Unfortunately, when we talk about having fun, most people think of doing that which is forbidden in Dubai.
Amusement parks can only take you so far.
There is another problem.
While it may be the best city in the world to attract foreigners, it is also probably the worst one to keep them.
When foreigners move to Dubai to work for an Emirati company, they have their passports confiscated which prevents them from fleeing if they want to.
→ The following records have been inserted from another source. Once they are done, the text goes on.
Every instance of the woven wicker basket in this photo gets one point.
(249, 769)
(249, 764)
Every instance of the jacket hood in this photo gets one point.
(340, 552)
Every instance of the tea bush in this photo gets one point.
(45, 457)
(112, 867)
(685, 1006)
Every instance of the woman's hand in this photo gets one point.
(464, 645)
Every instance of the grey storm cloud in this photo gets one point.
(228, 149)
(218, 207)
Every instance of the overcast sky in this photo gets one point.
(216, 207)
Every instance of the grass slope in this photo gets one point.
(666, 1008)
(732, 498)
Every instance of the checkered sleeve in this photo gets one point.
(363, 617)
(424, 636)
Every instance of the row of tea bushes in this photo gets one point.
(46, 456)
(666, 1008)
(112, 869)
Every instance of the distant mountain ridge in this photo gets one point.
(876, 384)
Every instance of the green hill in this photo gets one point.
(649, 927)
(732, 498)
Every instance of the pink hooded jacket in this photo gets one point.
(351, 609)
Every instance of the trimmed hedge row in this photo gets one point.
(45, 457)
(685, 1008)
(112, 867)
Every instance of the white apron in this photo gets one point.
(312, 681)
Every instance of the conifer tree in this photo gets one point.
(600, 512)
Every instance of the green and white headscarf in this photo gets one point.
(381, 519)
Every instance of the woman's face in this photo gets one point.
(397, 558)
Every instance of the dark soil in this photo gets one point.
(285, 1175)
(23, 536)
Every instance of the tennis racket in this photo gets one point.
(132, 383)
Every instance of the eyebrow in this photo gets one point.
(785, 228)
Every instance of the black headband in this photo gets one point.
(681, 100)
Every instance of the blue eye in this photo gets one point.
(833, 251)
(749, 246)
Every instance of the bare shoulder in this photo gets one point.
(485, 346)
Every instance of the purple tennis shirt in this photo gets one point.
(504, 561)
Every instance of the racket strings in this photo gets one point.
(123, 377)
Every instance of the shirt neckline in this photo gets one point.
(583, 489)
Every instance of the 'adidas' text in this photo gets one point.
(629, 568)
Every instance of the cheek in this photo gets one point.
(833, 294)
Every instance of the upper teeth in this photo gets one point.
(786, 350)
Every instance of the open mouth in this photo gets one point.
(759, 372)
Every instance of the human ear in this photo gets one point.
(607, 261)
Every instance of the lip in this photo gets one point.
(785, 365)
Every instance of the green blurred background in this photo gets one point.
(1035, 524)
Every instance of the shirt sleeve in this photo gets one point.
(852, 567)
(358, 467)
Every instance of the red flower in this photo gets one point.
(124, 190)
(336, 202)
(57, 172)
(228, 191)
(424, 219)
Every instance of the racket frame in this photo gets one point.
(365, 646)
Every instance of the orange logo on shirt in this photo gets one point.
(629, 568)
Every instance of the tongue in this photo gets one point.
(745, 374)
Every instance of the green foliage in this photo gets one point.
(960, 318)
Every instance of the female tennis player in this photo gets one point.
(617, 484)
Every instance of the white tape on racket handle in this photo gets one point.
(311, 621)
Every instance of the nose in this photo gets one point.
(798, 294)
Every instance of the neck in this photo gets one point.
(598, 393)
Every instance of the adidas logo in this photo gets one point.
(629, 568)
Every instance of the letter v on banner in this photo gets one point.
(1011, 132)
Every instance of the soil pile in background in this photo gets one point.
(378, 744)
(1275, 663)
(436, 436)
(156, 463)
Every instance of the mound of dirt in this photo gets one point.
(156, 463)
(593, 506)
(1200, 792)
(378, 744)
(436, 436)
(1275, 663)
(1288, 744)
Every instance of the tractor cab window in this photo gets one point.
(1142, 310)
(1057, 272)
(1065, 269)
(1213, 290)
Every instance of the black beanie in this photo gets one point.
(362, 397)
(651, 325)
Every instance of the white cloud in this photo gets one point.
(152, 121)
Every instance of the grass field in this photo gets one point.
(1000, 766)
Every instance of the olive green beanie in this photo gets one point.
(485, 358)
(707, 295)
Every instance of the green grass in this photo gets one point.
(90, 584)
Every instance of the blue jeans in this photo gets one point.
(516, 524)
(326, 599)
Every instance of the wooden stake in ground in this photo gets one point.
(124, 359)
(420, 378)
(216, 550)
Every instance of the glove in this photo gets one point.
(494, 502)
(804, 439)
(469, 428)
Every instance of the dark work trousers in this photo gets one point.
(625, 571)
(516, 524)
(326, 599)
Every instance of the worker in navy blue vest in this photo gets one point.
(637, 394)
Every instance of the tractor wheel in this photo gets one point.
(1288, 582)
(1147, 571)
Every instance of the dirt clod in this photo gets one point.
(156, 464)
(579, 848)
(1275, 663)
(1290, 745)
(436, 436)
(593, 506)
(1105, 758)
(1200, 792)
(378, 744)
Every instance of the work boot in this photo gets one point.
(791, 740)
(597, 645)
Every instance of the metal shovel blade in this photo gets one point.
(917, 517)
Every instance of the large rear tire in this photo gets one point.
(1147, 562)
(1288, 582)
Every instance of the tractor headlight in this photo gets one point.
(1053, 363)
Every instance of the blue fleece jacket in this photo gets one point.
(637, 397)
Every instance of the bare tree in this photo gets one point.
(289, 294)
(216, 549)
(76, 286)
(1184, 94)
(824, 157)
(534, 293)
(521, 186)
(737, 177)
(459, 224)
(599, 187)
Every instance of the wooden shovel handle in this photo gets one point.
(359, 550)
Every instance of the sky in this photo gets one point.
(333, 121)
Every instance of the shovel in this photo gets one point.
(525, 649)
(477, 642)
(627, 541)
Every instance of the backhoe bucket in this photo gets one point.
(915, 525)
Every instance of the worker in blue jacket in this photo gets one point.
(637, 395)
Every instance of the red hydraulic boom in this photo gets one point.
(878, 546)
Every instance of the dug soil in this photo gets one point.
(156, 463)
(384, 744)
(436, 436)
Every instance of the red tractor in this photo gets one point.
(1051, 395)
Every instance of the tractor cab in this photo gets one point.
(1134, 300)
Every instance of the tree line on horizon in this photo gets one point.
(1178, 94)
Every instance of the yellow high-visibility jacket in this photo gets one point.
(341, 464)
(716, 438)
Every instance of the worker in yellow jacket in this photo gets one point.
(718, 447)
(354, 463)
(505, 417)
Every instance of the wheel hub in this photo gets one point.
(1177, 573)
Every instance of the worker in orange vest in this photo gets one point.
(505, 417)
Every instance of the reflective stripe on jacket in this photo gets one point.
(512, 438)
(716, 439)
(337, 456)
That is not very comforting.
Furthermore, it is nearly impossible to obtain an Emirati citizenship, and the government does not provide any type of supports to foreigners.
When the pandemic hit, many expatriates lost their jobs. They had but no choice to leave Dubai since the cost of living was too high to stay and the government did not provide them with any types of benefits.
By losing its international community, the economy took a hit (fewer people created less wealth and consumed less as well). The real estate market plunged (yet again) which decreased the relevance of further real estate projects.
Could Dubai have seen too big?
I think so.
The early success of the Burj Al-Arb incentivized Dubai to keep its building mania going. I believe they did so thinking “build it and they’ll come”.
Unfortunately, Dubai may have overestimated the propensity of foreigners to join the city for the reasons explained above. It may have all of the amusement parks in the world…the prohibition on drugs, alcohol, and sex doesn’t make it a nice place to live in. The non-existence of support for foreigners either.
The future will tell whether Dubai can achieve its vision to be the luxurious city it wants to be.
However, if they don’t ease a bit the many prohibitions installed, I’m afraid Dubai eventually becomes an empty nightmare in place of the prosperous dream its founders had originally envisioned.